Kontron AG (https://www.kontron.com, ISIN AT0000A0E9W5, WKN A0X9EJ, KTN) has closed the first quarter of 2023 with strong results. After its strategic realignment in 2022 towards the flourishing “Internet of Things” (IoT) the technology group is now powering ahead. With revenue rising to EUR 277.7 million in the first quarter (PY: EUR 247.0 million), revenue growth is at 12.4%, with organic growth as high as 14.0%. EBITDA climbed to EUR 29.6 million (PY: EUR 23.7 million) representing a plus of 24.9%. Net profit increased by 66% to EUR 16.6 million (PY: EUR 10.0 million). A net profit totalling EUR 66 million is expected for the full financial year 2023. The good earnings were driven by the “Software + Solutions” segment, which achieved an EBITDA margin of 18.9%. A record order intake here – the book-to-bill ratio for this segment stood at 219% – suggests strong ongoing growth.
With a total order intake of EUR 390.7 million resulting in a book-to-bill ratio of 141%, the Group also set a new record. The supply chain difficulties from 2022 are visibly easing. Operating cash flow totalled EUR 5.2 million (PY: EUR -60 million) in the seasonally weak first quarter, continuing the strong cash flow trend from the fourth quarter of 2022. Adjusted for factoring liabilities, the operating cash flow stood at EUR 22.1 million. The net cash position at the end of the quarter was EUR 438.4 million, facilitating additional growth in the Kontron Group. Kontron is still planning one or two major acquisitions in 2023; in addition, a record dividend and continuation of the current share buyback programme are planned.

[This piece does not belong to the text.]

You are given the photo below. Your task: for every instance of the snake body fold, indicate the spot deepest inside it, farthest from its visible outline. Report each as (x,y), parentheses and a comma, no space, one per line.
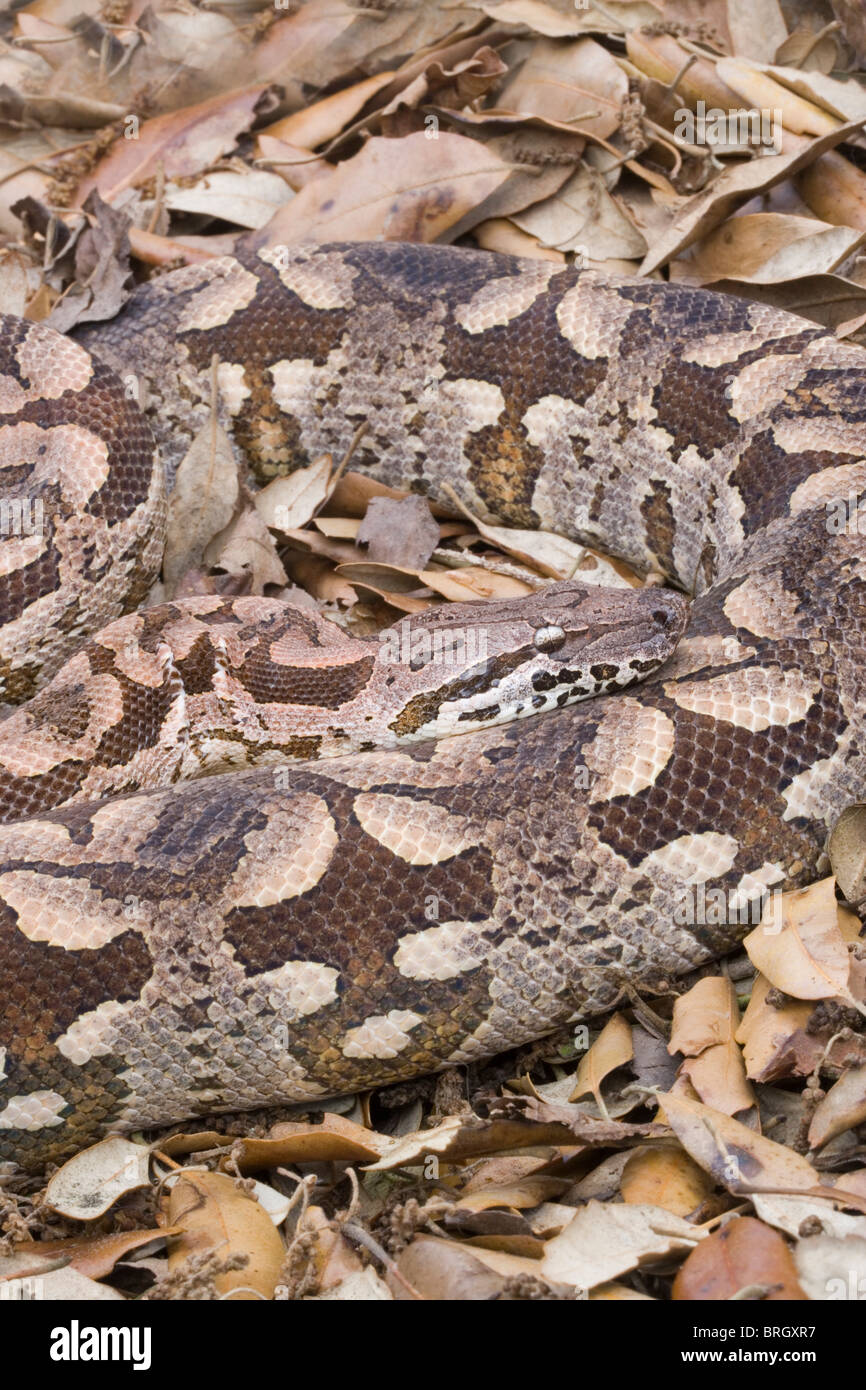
(300,931)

Hannes Niederhauser, CEO of Kontron AG: “We expect 2023 to be a very good year for Kontron. With an order backlog of EUR 1,573 million at the end of March, all planned revenue – the target is EUR 1,200 million – for the financial year 2023 has already been secured. In addition to revenue growth, it is important for us to increase profitability. At the end of March, we raised our net profit guidance to EUR 66 million, with an EBITDA margin of 11%. This represents an increase of more than 20% compared to the previous year. With the planned acquisitions, we are sticking to our target of EUR 2,000 million in revenue in 2025 – and that with significantly greater profitability.”